ある国を戦火が二つに分けた。北と南に、家族や恋人、親友が別れた。お互い行き来は叶わず、北と南の境には兵が睨み合い、人々は互いの消息すらも分からない状態であった。

 女がいた。女は北側の村に住む若い娘だった。彼女には恋人がいた。恋人は兵隊に取られたまま行方が分からなくなっていた。女は恋人を探す旅に出た。
 一人旅をするのはいつでも困難な事だったが、女は北側を旅し続けた。女は歌を歌い、時には舞う事で路銀を稼いでいた。街から街へと渡り歩き、「自分は貴方を捜しているのだ」と恋人に向けて言葉を紡ぎ続けた。その心は人から人へと伝わっていった。

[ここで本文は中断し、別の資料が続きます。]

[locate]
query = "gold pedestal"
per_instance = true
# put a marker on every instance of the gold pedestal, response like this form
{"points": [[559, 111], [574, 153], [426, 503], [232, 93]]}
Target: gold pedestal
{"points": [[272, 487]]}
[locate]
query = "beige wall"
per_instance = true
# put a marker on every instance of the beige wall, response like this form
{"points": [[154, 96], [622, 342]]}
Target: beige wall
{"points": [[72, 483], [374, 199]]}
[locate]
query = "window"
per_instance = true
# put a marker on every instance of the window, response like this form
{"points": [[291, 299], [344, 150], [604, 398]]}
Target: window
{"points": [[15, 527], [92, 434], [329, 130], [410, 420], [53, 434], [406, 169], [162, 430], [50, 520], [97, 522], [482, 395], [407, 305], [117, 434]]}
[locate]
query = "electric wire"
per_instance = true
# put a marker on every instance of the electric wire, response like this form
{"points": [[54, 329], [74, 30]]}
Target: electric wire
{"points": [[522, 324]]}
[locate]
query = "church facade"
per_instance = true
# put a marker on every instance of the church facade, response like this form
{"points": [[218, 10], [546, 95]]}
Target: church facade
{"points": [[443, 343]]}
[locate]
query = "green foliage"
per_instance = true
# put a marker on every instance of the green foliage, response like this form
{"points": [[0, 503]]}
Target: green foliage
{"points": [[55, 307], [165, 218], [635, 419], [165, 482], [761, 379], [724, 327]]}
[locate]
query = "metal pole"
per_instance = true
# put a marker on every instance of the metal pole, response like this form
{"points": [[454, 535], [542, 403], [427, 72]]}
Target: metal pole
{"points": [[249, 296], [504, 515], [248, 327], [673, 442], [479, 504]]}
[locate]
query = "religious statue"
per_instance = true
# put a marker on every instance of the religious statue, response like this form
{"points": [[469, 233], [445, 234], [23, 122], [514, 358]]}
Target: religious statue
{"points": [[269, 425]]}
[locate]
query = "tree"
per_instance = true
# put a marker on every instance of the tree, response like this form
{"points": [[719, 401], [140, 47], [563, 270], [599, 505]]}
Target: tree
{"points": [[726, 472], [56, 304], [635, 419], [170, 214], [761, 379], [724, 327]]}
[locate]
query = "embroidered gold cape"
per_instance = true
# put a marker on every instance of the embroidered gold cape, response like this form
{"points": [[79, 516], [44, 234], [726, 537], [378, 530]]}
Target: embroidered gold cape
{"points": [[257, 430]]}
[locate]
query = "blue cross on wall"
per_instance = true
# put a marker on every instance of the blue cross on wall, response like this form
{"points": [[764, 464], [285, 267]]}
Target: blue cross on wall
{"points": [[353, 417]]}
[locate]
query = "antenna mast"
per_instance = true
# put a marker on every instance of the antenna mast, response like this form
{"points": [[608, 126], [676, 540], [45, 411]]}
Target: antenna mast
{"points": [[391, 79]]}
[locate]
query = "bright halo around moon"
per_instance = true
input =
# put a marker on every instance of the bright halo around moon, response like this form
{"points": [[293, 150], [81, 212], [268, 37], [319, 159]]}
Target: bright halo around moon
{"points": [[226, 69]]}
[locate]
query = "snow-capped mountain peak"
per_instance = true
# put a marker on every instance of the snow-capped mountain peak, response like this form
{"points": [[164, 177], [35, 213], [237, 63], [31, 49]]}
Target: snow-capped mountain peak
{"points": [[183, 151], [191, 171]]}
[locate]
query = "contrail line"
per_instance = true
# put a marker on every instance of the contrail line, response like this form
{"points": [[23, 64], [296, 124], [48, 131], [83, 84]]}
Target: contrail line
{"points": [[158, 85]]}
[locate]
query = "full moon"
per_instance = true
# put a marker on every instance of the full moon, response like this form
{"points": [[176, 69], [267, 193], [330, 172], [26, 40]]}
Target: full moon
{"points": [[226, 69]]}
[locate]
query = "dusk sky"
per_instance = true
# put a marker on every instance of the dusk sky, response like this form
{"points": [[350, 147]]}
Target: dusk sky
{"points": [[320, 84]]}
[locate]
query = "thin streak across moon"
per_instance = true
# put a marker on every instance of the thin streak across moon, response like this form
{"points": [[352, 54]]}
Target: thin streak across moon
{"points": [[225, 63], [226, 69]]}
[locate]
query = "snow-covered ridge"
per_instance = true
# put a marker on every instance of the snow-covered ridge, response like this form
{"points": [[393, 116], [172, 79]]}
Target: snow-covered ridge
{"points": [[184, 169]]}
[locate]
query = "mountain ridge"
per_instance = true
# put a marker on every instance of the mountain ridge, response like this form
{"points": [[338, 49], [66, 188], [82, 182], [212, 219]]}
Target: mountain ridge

 北側を探し尽くし、残るは南となった。しかし北と南には兵が睨み合っている境界がある。
 しかし女は諦める事はせずに南側へ向かった。境を越える者には容赦なく攻撃が加えられる。その事を知っていて尚女は歩いた。北側を離れはじめ南側へ向かう彼女に、両側の軍から警告がされた。だが女は立ち止まらずに境界を越えた。
 その瞬間、南側の軍から攻撃を受けた。魔術師が魔法を放ち、騎士がやって来て剣で斬り付け、兵士が槍で突いた。立っていられずはずもなく、女は倒れた。
 意識を失う間際、女の頭の中にあったのは常に生き別れた恋人の事だった。

 気付くと女は草原に立っていた。柔らかな草波が何処までも続く安らかな場所だった。この場所こそ使者の通り過ぎるという世界の狭間なのだろうと女は思った。
 この先は死の世界だ。ならばそこに恋人がいるのかもしれない。そう思ったが、死の世界に足を踏み入れれば二度と生者の世界には戻る事は叶わない。考えた末に、女は草原の真ん中で歌を歌い始めた。歌は恋人を呼ぶ歌だった。
 歌い終わるとその場を離れしばらく歩き、変わらぬ景色の中でまた立ち止まると、再び歌を歌った。最後に恋人の名を呼んだ。美しい空にその声は溶けていく。
 それを飽きることなく繰り返した。死の世界へは向かわなかった。その死の世界に向けて呼び掛けていた。恋人に。聞き止めてくれる誰かに。
 普通ならば気が狂いそうになっていただろう。変わらない景色と誰もいない世界で、同じ事を繰り返すのは辛い作業だった。けれど女は止めなかった。声が枯れても掠れた声で歌い、最後に恋人を呼んだ。
 とうとうそれに答えたのは、女をずっと見つめていた神々の一人、死の世界を支配するレドゥーカだった。

 何故死の世界へ来ないのだとレドゥーカは問うた。
 恋人を探しているのですと女は答えた。もしかしたら死の世界にいるのかもしれないし、いないとすれば国の南にいるのかもしれない。死の世界を探しても構わないだろうかとレドゥーカに訊ねた。
 死者でない者が死の世界を訪れる事は叶わない。また死の世界に足を踏み入れた者は死者となり生者の世界に戻る事は叶わない。お前はすでに死に向かっているとレドゥーカは言った。
 そこで女は言った。恋人を探し出すまでは待ってもらえないだろうか。生きとし生けるもの全ては等しく死を迎えるもの。私も例外ではないのだから、恋人を見つけだした後は喜んで死の世界に行こう。それが遅いか早いかの違いだけである。
 レドゥーカは笑った。確かにその通りだ。ならば時間をやろう。生者の世界を探す時間を。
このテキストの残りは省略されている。